The strength of their approach owes a lot to the network architecture. Drawing on the work of MIT Professor Tess Smidt, the team is utilizing a so-called E(3)-equivariant graph neural network  said Tang, “in which the nodes represent atoms and the edges that connect the nodes represent the bonds between atoms. We also use customized algorithms that incorporate physics principles — related to how people calculate molecular properties in quantum mechanics — directly into our model.”

Testing, 1, 2 3

When tested on its analysis of known hydrocarbon molecules, the model of Li et al. outperformed DFT counterparts and closely matched experimental results taken from the published literature.

Qiang Zhu — a materials discovery specialist at the University of North Carolina, Charlotte (who was not part of this study) — is impressed by what’s been accomplished so far. “Their method enables effective training with a small dataset, while achieving superior accuracy and computational efficiency compared to existing models,” he said. “This is exciting work that illustrates the powerful synergy between computational chemistry and deep learning, offering fresh ideas for developing more accurate and scalable electronic structure methods.”

The MIT-based group applied their model first to small, non-metallic elements — hydrogen, carbon, nitrogen, oxygen, and fluorine from which organic compounds can be made — and has since moved on to examining heavier elements: silicon, phosphorus, sulfur, chlorine, and even platinum. After being trained on small molecules, the model can be generalized to bigger and bigger molecules. “Previously, most calculations were limited to analyzing hundreds of atoms with DFT and just tens of atoms with CCSD(T) calculations,” Li said. “Now we're talking about handling thousands of atoms and, eventually, perhaps tens of thousands.”

For now, the researchers are still evaluating known molecules, but the model can be used to characterize molecules that haven’t been seen before, as well as to predict the properties of hypothetical materials that consist of different kinds of molecules. “The idea is to use our theoretical tools to pick out promising candidates, which satisfy a particular set of criteria, before suggesting them to an experimentalist to check out,” Tang said.

It’s all about the apps

Looking ahead, Zhu is optimistic about the possible applications. “This approach holds the potential for high-throughput molecular screening,” he said. “That’s a task where achieving chemical accuracy can be essential for identifying novel molecules and materials with desirable properties.”

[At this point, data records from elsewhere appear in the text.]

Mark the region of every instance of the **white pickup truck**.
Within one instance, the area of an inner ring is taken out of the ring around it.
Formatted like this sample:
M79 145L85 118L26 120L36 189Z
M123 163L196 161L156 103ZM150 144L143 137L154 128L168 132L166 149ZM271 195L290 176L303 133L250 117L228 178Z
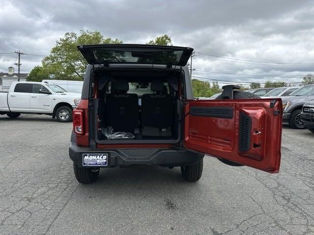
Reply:
M0 115L17 118L21 114L47 114L58 121L72 120L72 111L80 94L71 93L55 84L15 82L8 92L0 92Z

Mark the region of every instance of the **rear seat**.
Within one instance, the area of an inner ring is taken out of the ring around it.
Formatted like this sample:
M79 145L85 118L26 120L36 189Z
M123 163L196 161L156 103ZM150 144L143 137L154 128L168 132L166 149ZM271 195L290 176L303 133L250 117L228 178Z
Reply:
M156 136L159 132L161 136L171 136L173 123L173 101L172 96L164 94L163 83L161 80L152 82L153 94L144 94L142 96L142 126L143 136ZM148 128L147 128L148 127ZM158 130L155 127L158 128ZM146 130L150 131L146 131ZM154 133L150 133L150 132Z
M129 83L119 80L116 83L116 92L107 94L107 126L113 131L134 132L138 127L138 97L129 94Z

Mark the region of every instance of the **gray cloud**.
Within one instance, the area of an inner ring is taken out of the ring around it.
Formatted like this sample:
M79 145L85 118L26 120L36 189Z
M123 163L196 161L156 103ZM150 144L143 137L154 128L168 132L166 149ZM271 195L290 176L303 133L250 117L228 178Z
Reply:
M16 49L49 53L68 31L99 30L128 43L144 43L167 33L174 45L205 54L287 63L314 63L314 3L295 0L10 0L0 8L0 53ZM15 55L0 56L0 71L12 66ZM42 57L22 56L23 71ZM237 81L264 81L248 74L302 75L305 66L271 66L235 63L197 55L197 76ZM245 77L242 78L242 77ZM295 81L300 77L271 77Z

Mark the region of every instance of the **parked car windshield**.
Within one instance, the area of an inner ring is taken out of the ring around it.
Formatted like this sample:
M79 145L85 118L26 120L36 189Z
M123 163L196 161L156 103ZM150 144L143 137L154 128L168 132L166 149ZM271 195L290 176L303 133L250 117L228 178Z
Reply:
M267 94L266 94L265 96L276 96L279 95L280 93L283 92L287 89L287 87L281 87L280 88L276 88L272 91L270 91Z
M63 92L67 92L67 91L65 90L64 90L62 87L58 86L57 85L55 85L55 84L46 84L46 85L47 85L49 88L50 88L51 90L52 90L53 92L55 93L62 93Z
M314 86L306 86L292 92L289 95L314 95Z

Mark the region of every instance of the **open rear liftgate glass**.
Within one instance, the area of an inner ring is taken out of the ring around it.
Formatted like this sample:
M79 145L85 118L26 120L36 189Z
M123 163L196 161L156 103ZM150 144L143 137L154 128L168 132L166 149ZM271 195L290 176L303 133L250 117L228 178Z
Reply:
M280 99L188 101L186 148L270 173L279 172Z

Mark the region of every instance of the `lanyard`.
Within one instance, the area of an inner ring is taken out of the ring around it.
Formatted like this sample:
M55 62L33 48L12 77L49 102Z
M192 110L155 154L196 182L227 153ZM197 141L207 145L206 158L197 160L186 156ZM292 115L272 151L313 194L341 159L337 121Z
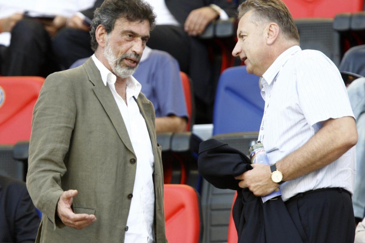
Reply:
M279 72L278 72L277 74L275 76L275 77L274 78L274 83L273 84L273 87L271 89L271 90L270 91L270 93L269 95L269 97L267 99L267 102L266 102L266 104L267 104L266 106L265 107L265 108L264 109L264 115L262 116L262 120L261 122L261 126L260 126L260 130L258 133L258 138L257 139L257 142L262 142L262 140L264 140L264 125L265 122L265 115L266 114L266 112L267 111L268 108L269 107L269 104L270 102L270 99L271 98L271 94L272 93L273 90L274 90L274 87L275 86L275 84L276 82L276 80L279 77L279 76L280 75L280 73L281 72L281 70L283 70L283 69L284 68L285 66L285 65L287 64L287 62L288 61L289 61L291 58L293 57L293 56L294 55L295 53L297 53L300 50L298 50L296 51L295 52L292 53L289 56L289 58L287 59L287 61L285 61L285 62L283 64L280 68L280 69L279 70Z

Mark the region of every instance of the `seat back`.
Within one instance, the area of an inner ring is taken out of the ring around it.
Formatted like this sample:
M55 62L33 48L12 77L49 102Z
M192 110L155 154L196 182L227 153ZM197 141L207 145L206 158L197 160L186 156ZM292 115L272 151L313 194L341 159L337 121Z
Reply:
M164 202L166 237L173 243L197 243L200 213L198 194L186 185L165 184Z
M0 145L0 175L24 181L24 163L13 157L13 146Z
M0 144L29 140L33 108L44 80L0 77Z
M258 132L235 132L220 134L212 138L248 155L251 143L257 140L258 135ZM203 180L201 208L204 228L204 242L227 242L227 235L229 236L231 234L229 226L230 212L235 192L229 189L216 188Z
M188 75L184 72L180 71L180 77L181 77L182 89L184 90L184 96L185 97L186 109L189 117L186 128L187 131L191 131L195 120L195 108L194 105L194 95L193 93L192 84L191 80L188 76Z
M237 230L234 225L234 221L233 221L233 217L232 215L232 210L233 209L233 205L234 205L234 202L236 201L236 197L237 197L237 192L234 194L233 201L232 202L232 207L231 208L231 217L230 217L229 224L228 225L227 243L237 243L238 242L238 236L237 234Z
M258 131L265 103L259 78L246 66L227 68L219 78L213 117L213 135Z
M333 18L337 14L362 11L364 0L283 0L293 17Z

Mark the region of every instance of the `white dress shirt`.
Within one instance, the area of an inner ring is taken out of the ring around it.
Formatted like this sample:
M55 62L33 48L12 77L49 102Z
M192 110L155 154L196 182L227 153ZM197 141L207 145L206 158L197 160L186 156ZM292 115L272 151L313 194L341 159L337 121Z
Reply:
M354 116L338 69L320 51L291 47L270 66L261 82L265 102L260 130L271 164L302 147L322 127L319 122ZM352 193L356 171L354 146L330 164L281 185L283 199L328 187Z
M141 84L132 76L127 78L126 96L128 105L115 90L116 77L95 56L92 56L100 71L101 79L113 94L122 114L129 138L137 157L137 168L133 187L133 197L127 221L124 242L154 242L154 189L152 180L154 159L151 139L146 122L139 111L134 97L141 92ZM118 205L116 202L116 207Z

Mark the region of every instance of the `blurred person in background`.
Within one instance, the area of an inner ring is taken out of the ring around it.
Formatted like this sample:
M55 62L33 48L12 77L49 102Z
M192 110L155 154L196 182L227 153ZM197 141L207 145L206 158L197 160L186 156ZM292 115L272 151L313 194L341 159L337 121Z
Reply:
M40 222L25 183L0 175L0 242L34 242Z
M60 70L52 36L75 12L95 0L0 1L0 69L3 76L46 77Z

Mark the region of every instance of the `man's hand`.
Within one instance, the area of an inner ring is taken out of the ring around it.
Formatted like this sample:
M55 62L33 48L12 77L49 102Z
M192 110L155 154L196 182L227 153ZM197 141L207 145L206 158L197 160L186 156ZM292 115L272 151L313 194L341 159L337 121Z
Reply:
M210 7L205 7L190 12L185 21L184 29L190 36L200 35L207 26L218 16L218 14Z
M18 21L23 19L23 14L16 13L5 19L0 19L0 32L10 32Z
M242 180L238 185L242 188L248 187L256 196L266 196L279 187L279 185L271 180L270 167L266 165L253 164L253 169L235 177Z
M95 215L86 213L76 214L71 208L73 198L77 194L76 190L64 192L57 204L57 213L62 222L66 226L82 230L96 221Z
M44 26L45 29L48 32L50 36L54 35L57 31L66 26L67 18L63 16L58 15L52 20L41 20L41 22Z
M73 15L69 18L66 22L66 26L85 31L89 31L90 30L90 28L84 23L84 20L76 15Z

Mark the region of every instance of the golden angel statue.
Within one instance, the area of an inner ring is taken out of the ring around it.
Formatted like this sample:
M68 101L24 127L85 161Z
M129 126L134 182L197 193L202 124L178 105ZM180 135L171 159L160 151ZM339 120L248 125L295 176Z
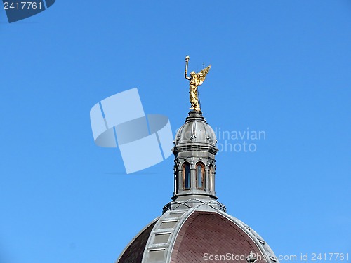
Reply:
M191 72L190 76L187 76L187 63L189 62L190 58L188 55L185 57L185 72L184 73L185 79L190 81L189 93L190 95L190 104L192 104L192 107L190 108L190 109L200 112L200 104L197 96L197 87L202 84L205 80L206 75L207 75L207 73L210 71L211 65L199 73Z

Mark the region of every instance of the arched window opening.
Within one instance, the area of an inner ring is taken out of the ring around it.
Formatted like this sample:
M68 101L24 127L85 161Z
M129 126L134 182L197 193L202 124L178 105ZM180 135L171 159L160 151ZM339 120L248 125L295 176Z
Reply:
M202 163L197 164L197 188L204 188L205 166Z
M185 189L190 189L190 165L187 163L183 165L183 182Z

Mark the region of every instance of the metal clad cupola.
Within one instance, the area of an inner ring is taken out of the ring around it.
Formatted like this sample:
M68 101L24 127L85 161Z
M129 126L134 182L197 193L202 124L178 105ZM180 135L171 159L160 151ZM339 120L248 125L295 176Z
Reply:
M199 111L190 111L174 140L174 196L177 201L198 202L217 199L215 192L216 134ZM172 202L171 202L172 203ZM215 202L217 205L218 202ZM219 205L219 203L218 203Z

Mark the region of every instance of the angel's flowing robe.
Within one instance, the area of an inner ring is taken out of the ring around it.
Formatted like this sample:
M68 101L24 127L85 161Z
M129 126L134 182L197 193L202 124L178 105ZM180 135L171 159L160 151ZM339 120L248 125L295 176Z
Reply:
M197 86L199 84L199 80L197 76L192 78L190 81L190 97L192 108L193 109L199 109L199 99L197 97Z

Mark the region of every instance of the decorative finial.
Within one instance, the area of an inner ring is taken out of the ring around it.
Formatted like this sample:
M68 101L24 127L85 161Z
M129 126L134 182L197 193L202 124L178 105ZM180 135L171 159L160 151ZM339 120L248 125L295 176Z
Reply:
M205 80L206 75L208 73L211 69L211 65L202 69L199 73L196 73L192 71L190 72L190 76L187 76L187 64L190 58L187 55L185 57L185 72L184 76L185 79L190 81L190 104L192 107L190 109L193 109L194 111L200 112L200 103L199 102L197 87L202 84Z

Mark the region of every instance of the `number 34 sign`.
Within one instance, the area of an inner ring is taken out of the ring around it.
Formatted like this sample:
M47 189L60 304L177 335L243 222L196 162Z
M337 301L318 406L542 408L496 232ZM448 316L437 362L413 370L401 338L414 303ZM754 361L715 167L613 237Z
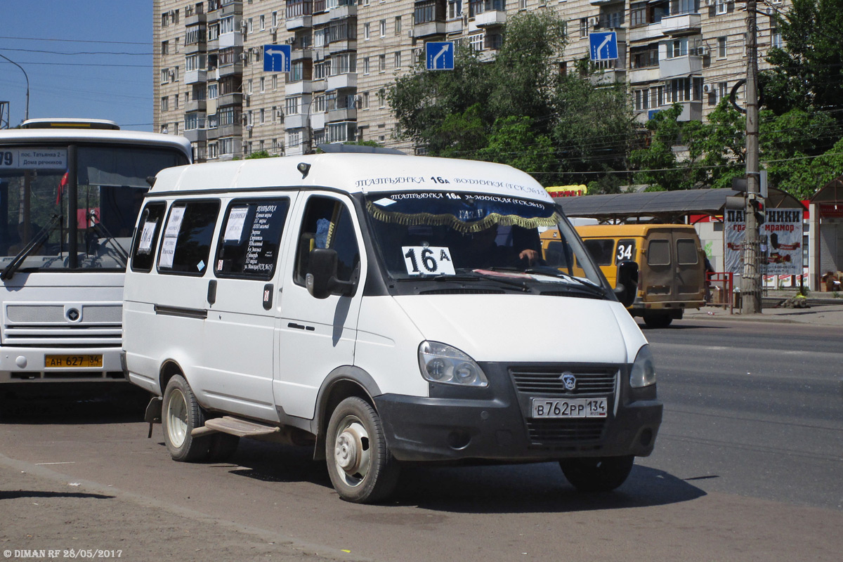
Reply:
M451 252L444 247L403 246L404 263L407 273L420 275L454 275Z

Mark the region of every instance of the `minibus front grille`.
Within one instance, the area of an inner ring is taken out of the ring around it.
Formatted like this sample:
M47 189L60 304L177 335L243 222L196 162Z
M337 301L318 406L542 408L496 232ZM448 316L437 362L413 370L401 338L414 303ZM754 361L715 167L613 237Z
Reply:
M527 420L530 443L542 447L597 447L606 426L605 418L577 420Z
M517 367L509 371L515 388L519 393L534 394L552 394L571 396L577 394L595 394L610 397L615 395L617 367L571 367L558 366L553 367ZM572 374L576 387L568 390L565 387L563 377Z
M9 326L3 328L3 345L19 347L119 347L120 325Z

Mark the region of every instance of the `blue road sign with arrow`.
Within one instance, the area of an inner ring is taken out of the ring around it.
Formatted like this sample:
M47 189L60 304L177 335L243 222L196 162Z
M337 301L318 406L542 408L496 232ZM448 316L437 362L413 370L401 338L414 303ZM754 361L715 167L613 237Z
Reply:
M588 52L592 61L610 61L618 57L618 35L614 31L588 35Z
M289 45L265 45L264 72L290 72L290 55Z
M454 70L454 41L425 43L424 54L427 70Z

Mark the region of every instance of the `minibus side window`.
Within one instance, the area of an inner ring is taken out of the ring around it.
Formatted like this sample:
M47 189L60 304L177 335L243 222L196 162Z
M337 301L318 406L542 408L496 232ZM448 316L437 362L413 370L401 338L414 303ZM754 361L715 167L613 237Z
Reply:
M585 249L588 250L591 259L598 265L611 265L615 255L615 240L612 238L590 238L583 240Z
M695 265L700 261L694 240L684 238L676 241L676 261L680 265Z
M271 279L290 200L235 200L228 205L217 243L217 277Z
M668 240L651 240L647 249L647 265L669 265L670 244Z
M204 275L218 213L218 201L173 203L164 223L158 271Z
M310 250L317 248L336 250L336 277L351 281L360 263L360 249L351 213L336 199L314 196L308 200L296 249L296 285L304 285Z
M153 270L155 257L155 244L161 233L164 222L163 202L148 203L141 211L141 220L135 233L134 245L132 248L132 270L149 273Z

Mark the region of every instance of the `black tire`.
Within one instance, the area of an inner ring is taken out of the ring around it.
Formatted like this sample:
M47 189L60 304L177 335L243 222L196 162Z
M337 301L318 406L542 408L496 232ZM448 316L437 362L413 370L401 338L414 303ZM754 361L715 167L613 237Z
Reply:
M208 456L210 439L194 437L191 431L205 425L205 414L196 397L181 375L175 375L167 383L161 406L164 441L173 460L196 463Z
M240 443L240 438L236 435L228 435L228 433L216 433L210 436L211 443L208 446L208 458L209 463L224 463L230 459L234 455L234 452L237 451L237 446Z
M325 436L330 482L353 503L384 500L398 484L398 461L386 447L378 412L365 400L346 398L330 415Z
M673 321L668 314L644 314L644 324L647 328L667 328Z
M626 481L635 457L595 457L559 461L562 474L583 492L609 492Z

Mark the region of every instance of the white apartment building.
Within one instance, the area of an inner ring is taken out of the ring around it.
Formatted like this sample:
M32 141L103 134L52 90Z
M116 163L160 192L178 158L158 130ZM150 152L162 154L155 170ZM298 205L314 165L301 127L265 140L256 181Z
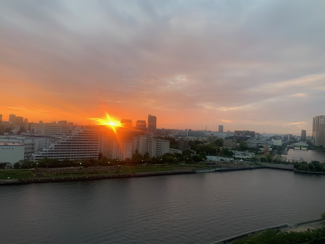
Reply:
M13 166L24 159L25 146L19 142L0 142L0 163Z
M71 132L71 127L66 121L58 123L39 123L33 125L33 132L45 136L63 136Z
M34 162L47 157L70 160L98 159L100 151L98 131L78 129L66 138L57 138L53 140L48 148L44 148L32 155Z
M325 115L313 118L313 144L325 146Z
M169 152L169 145L168 140L140 136L134 138L133 152L138 150L142 155L148 152L150 158L156 158Z

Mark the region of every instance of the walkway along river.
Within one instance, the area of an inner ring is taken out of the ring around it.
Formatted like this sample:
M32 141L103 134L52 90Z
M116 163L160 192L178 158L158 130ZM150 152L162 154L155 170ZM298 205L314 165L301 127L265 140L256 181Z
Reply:
M270 169L0 187L1 240L208 244L318 219L324 187Z

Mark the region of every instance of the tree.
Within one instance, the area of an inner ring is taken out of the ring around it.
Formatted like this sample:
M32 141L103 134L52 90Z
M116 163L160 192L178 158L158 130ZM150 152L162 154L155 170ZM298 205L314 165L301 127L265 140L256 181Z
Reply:
M103 154L100 151L100 153L98 154L98 159L99 160L101 160L103 158Z
M322 219L324 221L325 221L325 212L320 215L320 218Z

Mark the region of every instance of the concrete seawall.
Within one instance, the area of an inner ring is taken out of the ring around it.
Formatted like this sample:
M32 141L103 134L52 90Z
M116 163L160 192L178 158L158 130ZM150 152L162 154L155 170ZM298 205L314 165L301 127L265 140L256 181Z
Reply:
M173 170L167 171L144 172L128 174L117 174L115 175L102 175L89 176L62 177L46 178L24 178L0 180L0 186L30 184L32 183L45 183L50 182L73 181L77 180L93 180L119 178L132 178L136 177L150 177L158 175L169 175L173 174L194 174L192 170Z
M242 234L239 234L239 235L234 235L234 236L231 236L230 237L226 238L225 239L222 239L222 240L218 240L217 241L214 241L214 242L211 242L210 244L216 244L217 243L228 243L228 242L232 241L233 240L235 240L236 239L245 237L250 234L255 234L256 233L259 232L261 231L263 231L264 230L275 230L275 229L281 230L283 229L287 229L290 227L291 227L291 226L288 224L283 224L282 225L275 225L274 226L270 226L269 227L262 228L262 229L257 229L257 230L252 230L251 231L248 231L247 232L243 233Z
M261 164L266 168L284 169L285 170L294 170L294 165L291 164L272 164L271 163L261 163Z
M298 170L298 169L294 169L294 172L295 173L299 173L300 174L325 174L325 172L312 172L312 171L303 171L302 170Z

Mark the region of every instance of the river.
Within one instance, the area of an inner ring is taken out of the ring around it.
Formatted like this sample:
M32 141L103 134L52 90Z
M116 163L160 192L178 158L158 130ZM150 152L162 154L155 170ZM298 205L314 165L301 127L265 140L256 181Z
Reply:
M209 243L320 218L325 176L262 169L0 187L10 243Z

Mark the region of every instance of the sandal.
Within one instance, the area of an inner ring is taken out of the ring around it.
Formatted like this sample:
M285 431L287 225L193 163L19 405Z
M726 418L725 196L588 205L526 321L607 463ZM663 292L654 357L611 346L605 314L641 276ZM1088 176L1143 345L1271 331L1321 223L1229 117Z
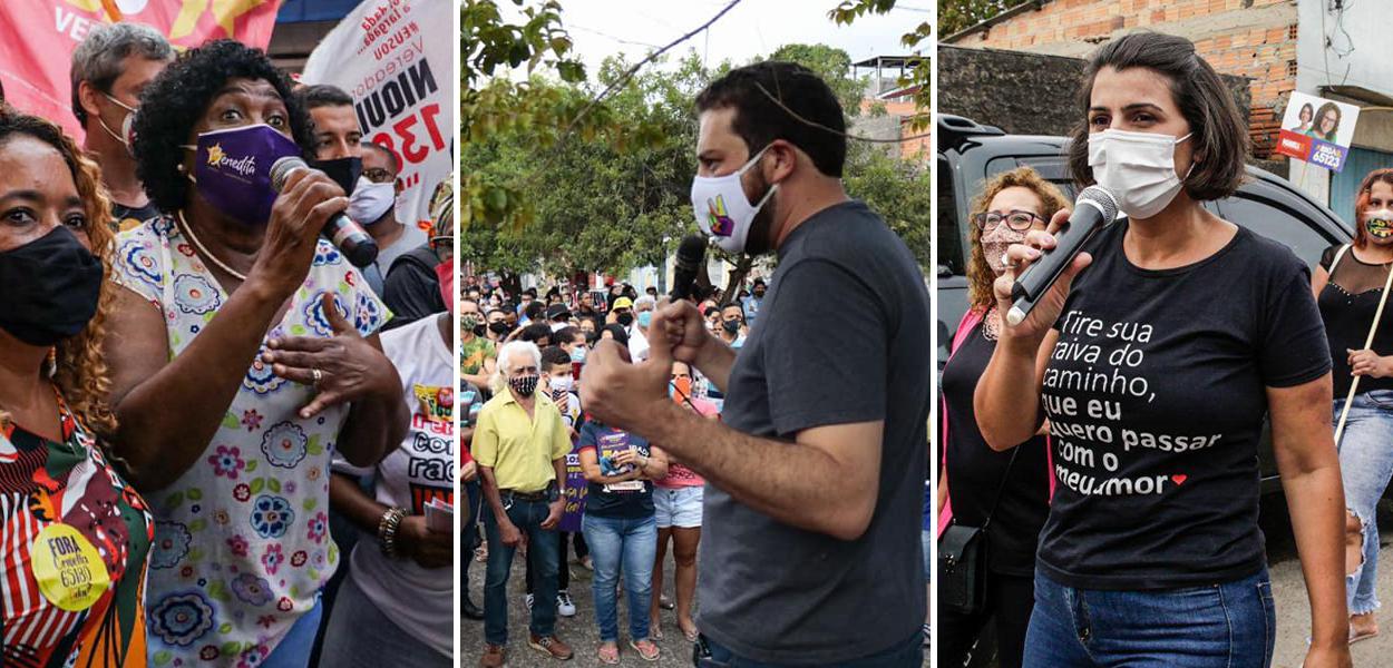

Once they demonstrate the ability to analyze large molecules with perhaps tens of thousands of atoms, Li said, “we should be able to invent new polymers or materials” that might be used in drug design or in semiconductor devices. The examination of heavier transition metal elements could lead to the advent of new materials for batteries – presently an area of acute need.

The future, as Li sees it, is wide open. “It’s no longer about just one area,” he said. “Our ambition, ultimately, is to cover the whole periodic table with CCSD(T)-level accuracy but at lower computational cost than DFT. This should enable us to solve a wide range of problems in chemistry, biology, and materials science. It’s hard to know, at present, just how wide that range might be.”

This work was supported by the Honda Research Institute (HRI-USA). Hao Tang acknowledges support from the Mathworks Engineering Fellowship. The calculations in this work were performed, in part, on the Matlantis high-speed universal atomistic simulator, the Texas Advanced Computing Center (TACC), the MIT SuperCloud, and the National Energy Research Scientific Computing (NERSC).